Maybe they are too busy making knives to post photos of all the new stuff. I hope that is the case.

Regardless of the reasons, I have needs!
Please post more new knife photos.


----------



## Anton (Jan 30, 2014)

A little anxious ah?


----------



## WillC (Jan 30, 2014)

Fear not its all going on! But in damascus stages....Not forgotten about your Nakiri either, will get that sorted this year


----------



## Burl Source (Jan 30, 2014)

I just like to see all the cool knives you guys are making.


----------



## steelcity (Jan 30, 2014)

Del has cranked out like 80 pairing knives in 2 months plus a couple non pairing.


----------



## Burl Source (Jan 30, 2014)

steelcity said:


> Del has cranked out like 80 pairing knives in 2 months plus a couple non pairing.


That's right. I had fun seeing all the variations.


----------



## Bill13 (Jan 30, 2014)

Mario is the man I want to see more knives from. Yes it's because I am on his list; but he does make amazing knives and takes amazing photos too.

Same goes for WillC - but he is out of my price range:sad0:.


----------



## knyfeknerd (Jan 30, 2014)

I don't know how Randy does it. 
I think he is either: 
A. A robot.
B. Has cloned himself several times over.
C. Has the hookup on some "Breaking Bad" Meth that keeps him working nonstop 24/7.
D. Has kidnapped some of Santa's Elves that he keeps enslaved in MI, working round the clock.
E. Really isn't Randy at all, but actually is Chuck Norris.
F. All of the above.


----------



## Mrmnms (Jan 30, 2014)

It's a family affair with Randy. They clearly work well together. Some of Will's recent knives are insane .


----------



## Burl Source (Jan 31, 2014)

knyfeknerd said:


> I don't know how Randy does it.
> I think he is either:
> D. Has kidnapped some of Santa's Elves that he keeps enslaved in MI, working round the clock.



Pretty sure it's the elves. Who else is going to get all the work done in this freezing cold?


----------



## Notaskinnychef (Jan 31, 2014)

Burl Source said:


> Pretty sure it's the elves. Who else is going to get all the work done in this freezing cold?



E: Chuck Norris


----------



## KimBronnum (Jan 31, 2014)

I'd say C, D and E. Now that would be some combo


----------



## bahamaroot (Feb 1, 2014)

Chuck Norris on meth working with Santa's elves. That sounds about right.


----------



## mr drinky (Feb 1, 2014)

Mrmnms said:


> It's a family affair with Randy. They clearly work well together. Some of Will's recent knives are insane .



This is my thought too. It is nice to have Randy Jr. helping out, but I will say that Randy is simply the most efficient knife maker I have worked with. Del and Mario are close seconds in my book. 

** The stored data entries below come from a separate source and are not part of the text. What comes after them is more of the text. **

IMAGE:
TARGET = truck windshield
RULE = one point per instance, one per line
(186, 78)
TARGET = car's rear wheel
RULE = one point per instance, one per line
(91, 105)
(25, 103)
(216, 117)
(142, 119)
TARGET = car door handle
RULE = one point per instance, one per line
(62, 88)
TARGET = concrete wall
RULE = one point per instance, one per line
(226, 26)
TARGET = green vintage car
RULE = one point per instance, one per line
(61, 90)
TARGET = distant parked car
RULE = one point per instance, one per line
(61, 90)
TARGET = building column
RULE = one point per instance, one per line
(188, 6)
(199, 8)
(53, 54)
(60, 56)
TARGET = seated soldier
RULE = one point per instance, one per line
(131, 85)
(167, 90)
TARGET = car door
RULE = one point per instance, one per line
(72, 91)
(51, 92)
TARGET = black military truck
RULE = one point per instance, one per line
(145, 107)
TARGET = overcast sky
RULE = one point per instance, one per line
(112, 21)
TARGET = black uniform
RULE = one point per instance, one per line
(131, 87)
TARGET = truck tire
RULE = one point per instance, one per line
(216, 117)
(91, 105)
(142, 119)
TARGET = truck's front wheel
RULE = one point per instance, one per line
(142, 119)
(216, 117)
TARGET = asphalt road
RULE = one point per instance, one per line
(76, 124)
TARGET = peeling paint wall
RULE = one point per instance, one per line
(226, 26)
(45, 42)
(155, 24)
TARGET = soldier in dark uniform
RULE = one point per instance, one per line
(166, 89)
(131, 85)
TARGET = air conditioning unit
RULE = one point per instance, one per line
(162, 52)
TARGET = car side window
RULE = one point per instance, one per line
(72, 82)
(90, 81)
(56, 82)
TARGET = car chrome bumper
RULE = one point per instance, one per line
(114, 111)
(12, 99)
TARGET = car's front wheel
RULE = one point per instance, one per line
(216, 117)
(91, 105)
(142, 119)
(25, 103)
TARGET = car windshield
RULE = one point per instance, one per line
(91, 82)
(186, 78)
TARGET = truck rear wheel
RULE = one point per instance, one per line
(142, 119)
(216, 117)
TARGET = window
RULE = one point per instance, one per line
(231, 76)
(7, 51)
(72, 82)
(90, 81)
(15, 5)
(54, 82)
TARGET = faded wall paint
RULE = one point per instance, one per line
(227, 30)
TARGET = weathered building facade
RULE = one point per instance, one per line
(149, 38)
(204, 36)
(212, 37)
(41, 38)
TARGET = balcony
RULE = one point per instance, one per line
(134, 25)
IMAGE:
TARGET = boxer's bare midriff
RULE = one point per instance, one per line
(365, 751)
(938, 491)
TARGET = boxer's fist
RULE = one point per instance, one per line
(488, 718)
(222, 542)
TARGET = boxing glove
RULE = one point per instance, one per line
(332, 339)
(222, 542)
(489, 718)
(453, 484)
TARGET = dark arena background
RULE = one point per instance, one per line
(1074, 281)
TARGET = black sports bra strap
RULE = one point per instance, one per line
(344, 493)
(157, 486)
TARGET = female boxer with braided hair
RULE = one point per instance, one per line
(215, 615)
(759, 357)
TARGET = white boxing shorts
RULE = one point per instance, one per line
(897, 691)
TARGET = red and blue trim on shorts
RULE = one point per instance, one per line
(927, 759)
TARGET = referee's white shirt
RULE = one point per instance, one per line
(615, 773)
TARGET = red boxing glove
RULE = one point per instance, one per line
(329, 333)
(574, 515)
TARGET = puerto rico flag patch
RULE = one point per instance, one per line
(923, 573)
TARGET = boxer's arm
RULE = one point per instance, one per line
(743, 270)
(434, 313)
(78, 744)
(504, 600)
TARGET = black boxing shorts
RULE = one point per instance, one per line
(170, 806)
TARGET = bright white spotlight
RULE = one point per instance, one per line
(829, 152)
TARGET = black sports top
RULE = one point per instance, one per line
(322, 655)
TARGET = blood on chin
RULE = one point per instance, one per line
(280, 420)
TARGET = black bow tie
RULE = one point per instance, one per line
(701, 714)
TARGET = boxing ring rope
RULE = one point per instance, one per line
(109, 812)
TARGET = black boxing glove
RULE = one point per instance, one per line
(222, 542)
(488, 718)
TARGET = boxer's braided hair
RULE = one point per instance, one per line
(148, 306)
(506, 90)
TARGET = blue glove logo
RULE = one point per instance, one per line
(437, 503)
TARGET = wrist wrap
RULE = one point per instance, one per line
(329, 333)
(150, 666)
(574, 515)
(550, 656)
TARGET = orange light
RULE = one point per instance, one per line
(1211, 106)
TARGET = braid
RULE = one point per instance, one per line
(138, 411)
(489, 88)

With that said, different makers have "had their time" on the forum. Once a maker gets in high demand, their waits become longer and people shift to other makers -- which is kind of nice IMO. I actually think that is the fun part. Will Catchside used to be an easy buy -- but no more. Marko has never been easy. My Mario blade was exceptionally quick. I don't even have a maker's mark on it, but it was quick and good.

And Dave Martell. I am not sure if many remember him, but he lured thousands of people into knife sharpening just to then lure them in further with pretty wooden handles, and then teased us with a line of knives. He is actually not a real person at all -- he is Kaiser Soze. Kaiser Soze is a bit slower these days.

k.

Edit: I'm done. I seriously drank too much tonight.


----------